By Matt McGrath, Environment correspondent
UN scientists are likely to weigh up technology to remove CO2 from the atmosphere, as they gather to finalise a key report.
This idea will be one of many solutions considered over the next two weeks by the Intergovernmental Panel on Climate Change (IPCC). Also in attendance will be government officials from all over the world, who will need to approve every line in the summary report. It is due to be published on 4 April.
This new study will be the third of three important reports from the IPCC issued over the past eight months. The previous two have looked at the causes and impacts of climate change, but this one will focus on mitigation – or what we can do to stop it.
This essentially means that researchers will look at how we can reduce the amount of warming gases that are emitted from human activities.
However, the IPCC co-chair says this mitigation report will look more closely at ways of removing CO2 that’s already in the atmosphere.
“We have a lot more material, this time on carbon dioxide removal. That is, not putting carbon into the atmosphere, but getting it out again,” said Prof Jim Skea, from Imperial College, London.
“The report was scoped out to cover the full spectrum of carbon dioxide removal approaches, which vary absolutely hugely, and the carbon dioxide that is removed can end up in very different stores and in very different places. So it was within the scope of the report to cover the whole lot, basically.”
The kind of carbon removal approaches the report will consider will likely include tree planting and agriculture, as well as the more advanced technological approaches that use large machines to remove the carbon from the air.
They will also look at combined approaches, where land is used to grow crops which can be burned for energy while the carbon is captured and buried.
The use of these types of technology is controversial.

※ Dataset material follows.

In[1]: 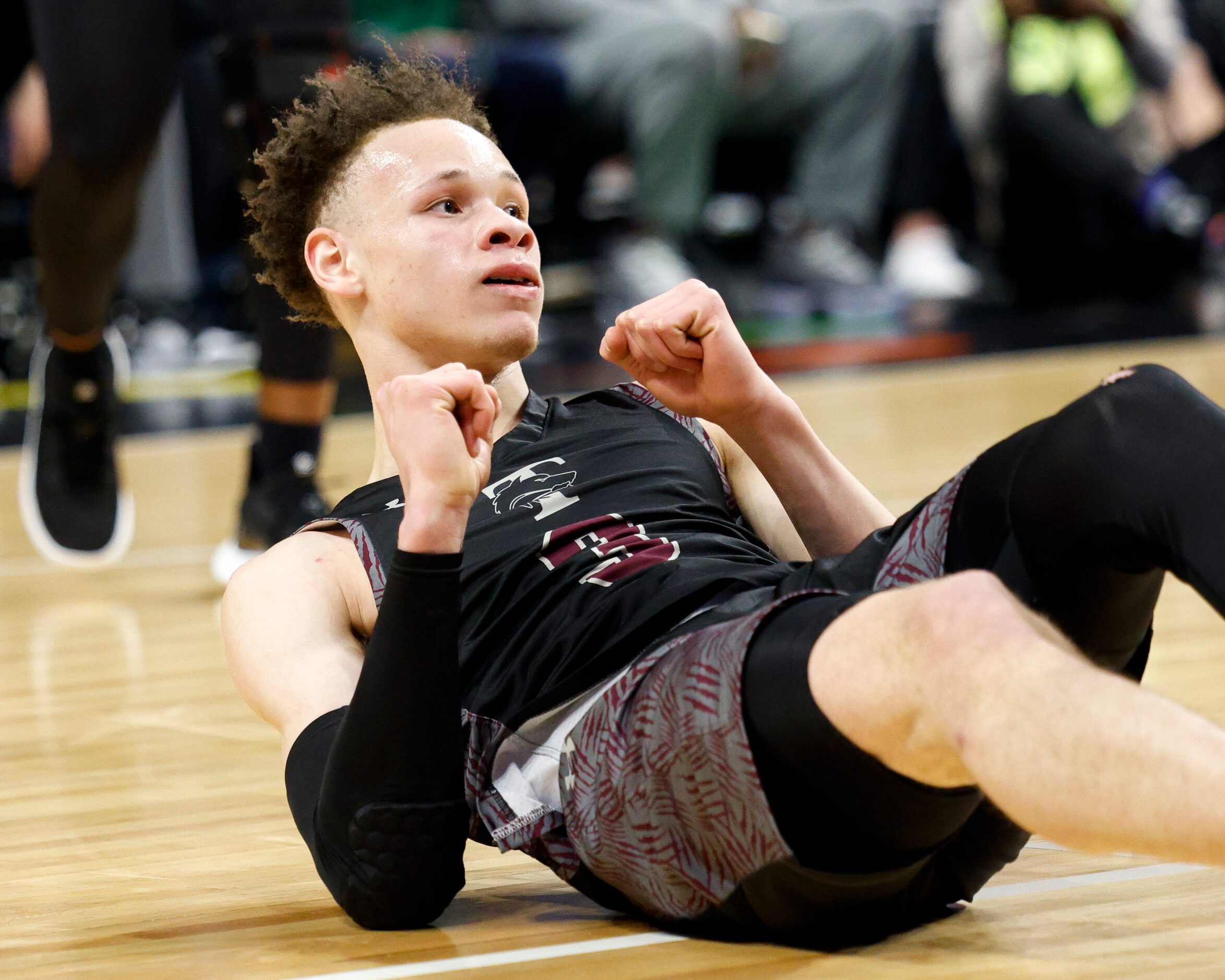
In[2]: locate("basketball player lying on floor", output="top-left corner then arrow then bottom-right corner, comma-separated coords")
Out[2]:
224,50 -> 1225,946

Campaigners express doubts that they can be made to work economically and there are also concerns that technology could be seen as an excuse not to make the major changes in energy production that are needed.
Scientists though say that the situation is now so serious that carbon dioxide removal will be needed in addition to massive cuts in emissions and not as a substitute for them.

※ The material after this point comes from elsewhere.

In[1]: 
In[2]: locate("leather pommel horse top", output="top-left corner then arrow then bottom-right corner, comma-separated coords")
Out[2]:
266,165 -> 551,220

What ultimately emerges in the short summary for policymakers that will be published in two weeks, will depend on delicate negotiations with government representatives from 195 countries.
Researchers and officials will work through the summary line by line to agree the final text.
There are some concerns that the war in Ukraine might have an impact on the meeting, with representatives from both Russia and Ukraine due to take part.
“We have been running some informal meetings with governments to brief them ahead of the actual approval session,” said Prof Skea. “I would be optimistic that we would get full participation.”
The new report, part of a regular review of the science dating back to 1990, will also have a new focus on the social aspects of cutting carbon.
“This chapter looks at the social science perspective of demand, and what motivates individual consumers, communities, businesses, to make responsible consumption, reduction, design and investment choices,” said Dr Joyashree Roy, from Jadavpur University and the lead author of this part of the report.
“Responsible production and consumption are also within the scope of this chapter, and we have also been asked to look into what are the drivers of behaviour change.”
There will be much focus on short term actions that governments can take in the remaining years of this decade to keep the rise in global temperatures under 1.5C this century.
This was assessed in 2018 as needing emissions to be cut in half by 2030 – but after the pandemic and with the likely ramping up of fossil fuel use in the wake of the conflict in Ukraine, the scale of emissions cuts may need revising upwards.
Despite this, the report will likely emphasise that there is hope that the worst impacts of climate change can be avoided, if urgent action is taken.
Prof Skea says the summary will not be “unremitting doom and gloom.”
“What I think we have to convey in our report is that the activities of humans have caused climate change, but human beings also have the agency to do something about it.”
“And that I think is a really big part of the messaging for the report.”